The characteristics of therapy-related leukemia and the timing of its development after a primary diagnosis depend on the exposure to specific agents as well as the cumulative dose and dose intensity of the preceding cytotoxic therapy.
In the classic form of therapy-related leukemia that follows treatment with alkylating agents and/or radiation therapy, the blood and bone marrow findings resemble those seen in primary MDS, although the degree of dysgranulopoiesis and dysmegakaryocytopoiesis is typically greater. Fatigue, weakness, and occasionally fever are the most frequent patient complaints. Anemia, often macrocytic, and thrombocytopenia are extremely common, and an increased mean corpuscular volume (MCV) is often the first clue to the diagnosis. Leukopenia may also be present. Dysplastic changes are often observed in all three cell lines (). Mild to marked reticulin fibrosis may be present. Auer rods are rarely seen, and myeloperoxidase and non-specific esterase reactivity are often only weakly expressed.
Characteristic but non-specific cytologic changes are observed in therapy-related myeloid leukemias
Clonal chromosome abnormalities, often of a complex nature, are identified in most cases of classical therapy-related leukemia 1, 3–5, 7, 8
. Loss of part or all of chromosomes 5 and/or 7 are the characteristic findings, and have been reported in over 90% of cases in some series 4
. The most common single abnormality is monosomy 7, followed in frequency by deletion of the long arm of chromosome 5 [del(5q)] and by monosomy 5. These same abnormalities are observed in primary MDS and AML de novo
, especially in older patients and those with occupational exposure to potential carcinogens such as benzene. Alkylating agents vary in their likelihood of causing the development of therapy-related disease (melphalan>cyclophosphamide) 9, 10
, and there is a dose-response relationship between the amount of alkylating agent received and the risk of disease development 1
. This form of t-MDS/t-AML typically occurs within 5–7 years after chemotherapy and/or radiotherapy have been given, and confers a poor prognosis.
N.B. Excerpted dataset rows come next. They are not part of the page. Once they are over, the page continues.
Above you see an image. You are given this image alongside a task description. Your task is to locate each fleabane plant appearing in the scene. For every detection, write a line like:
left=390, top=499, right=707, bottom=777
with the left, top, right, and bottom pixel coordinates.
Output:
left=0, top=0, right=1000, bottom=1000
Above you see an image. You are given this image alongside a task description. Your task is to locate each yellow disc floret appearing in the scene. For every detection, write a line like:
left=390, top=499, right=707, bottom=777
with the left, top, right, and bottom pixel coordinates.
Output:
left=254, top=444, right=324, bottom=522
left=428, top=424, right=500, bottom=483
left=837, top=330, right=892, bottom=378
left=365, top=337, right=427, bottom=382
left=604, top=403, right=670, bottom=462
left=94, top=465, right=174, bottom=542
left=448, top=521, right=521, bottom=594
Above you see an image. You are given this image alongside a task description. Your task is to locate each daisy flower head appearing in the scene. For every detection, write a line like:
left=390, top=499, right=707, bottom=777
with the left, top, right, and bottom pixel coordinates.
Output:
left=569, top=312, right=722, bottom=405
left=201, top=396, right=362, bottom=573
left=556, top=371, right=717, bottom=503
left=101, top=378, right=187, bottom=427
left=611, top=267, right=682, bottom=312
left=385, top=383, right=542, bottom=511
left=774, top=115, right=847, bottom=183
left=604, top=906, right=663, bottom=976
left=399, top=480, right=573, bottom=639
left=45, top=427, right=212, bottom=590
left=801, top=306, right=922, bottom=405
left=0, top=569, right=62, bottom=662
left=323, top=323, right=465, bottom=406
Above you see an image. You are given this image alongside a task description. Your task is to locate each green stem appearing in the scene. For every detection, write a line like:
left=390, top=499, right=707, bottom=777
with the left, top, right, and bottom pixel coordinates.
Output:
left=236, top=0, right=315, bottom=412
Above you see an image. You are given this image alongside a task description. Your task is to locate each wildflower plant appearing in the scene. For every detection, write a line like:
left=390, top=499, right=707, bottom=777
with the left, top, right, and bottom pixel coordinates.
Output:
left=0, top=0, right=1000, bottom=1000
Therapy-related leukemia following chemotherapy with topoisomerase II inhibitors is characterized by translocations involving chromosome bands 11q23 or 21q22 11
. Balanced translocations may involve the MLL
gene at chromosome band 11q23, or the PML/RARA
genes in the case of therapy-related acute promyelocytic leukemia. Rearrangements of the core binding factor genes AML1
) at chromosome band 21q22 and CBFB
at chromosome band 16q22, as well as the NUP98
gene at chromosome band 11p15.5 have also been described. In contrast to alkylating agent-associated t-AML, these leukemias are rarely preceded by t-MDS. They occur with a shorter latency, often within 2–3 years of the first cytotoxic therapy and, in some cases, within 12 months. These t-AMLs often present with rapidly progressive leukemia and high white blood cell counts. Although they also have a poor prognosis overall, they are more responsive to initial remission induction chemotherapy.
Additional studies have indicated that patients treated with the nucleoside analog fludarabine are also at risk for t-AML 12
. Of 521 patients treated for chronic lymphocytic lymphoma (CLL) with fludarabine alone or in combination with chlorambucil, six (1.2%) developed t-AML, many of whom also had characteristic abnormalities of chromosomes 5 and 7 13
. In another study, eight of 202 CLL patients (4%) treated with fludarabine, mitoxantrone, and dexamethasone developed t-AML, commonly with abnormalities of chromosome 7, between one and five years after therapy 14
. Another recent report describes a patient with grade 2 follicular lymphoma who was treated with fludarabine, cyclophosphamide, and rituximab who developed t-AML with a chromosomal translocation involving 11q23 40 months after the initial therapy 15
. New compounds for the treatment of CLL include radioimmunotherapeutic agents, such as yttrium-90 ibritumomab tiuxetan and iodine-131 tositumomab, raising concerns about an increased incidence of t-AML after these agents, which add radiation to chemotherapy and might further damage DNA within bone marrow cells. Reassuringly, however, Czuczman and colleagues reported recently that the incidence of t-AML among non-Hodgkin lymphoma patients treated with yttrium-90 ibritumomab tiuxetan was 2.5% at 4.4 years, consistent with the expected incidence of t-AML in a patient population heavily pre-treated with chemotherapy 16
In addition to cancer patients, t-AML has been seen in patients following treatment with immunosuppressive therapies not previously thought to cause DNA damage directly, particularly in patients who have received solid organ transplants 2
. A mechanism for the development of t-AML has been proposed for azathioprine, an immunosuppressant widely used in recipients of organ transplantation, through selection of a mutator phenotype to allow the emergence of AML with abnormalities of chromosomes 5 and 7 2
. Thus, a growing body of work suggests that the use of any compound that could damage DNA directly or suppress the immune system’s ability to detect malignant cells could lead to an increased risk of t-AML.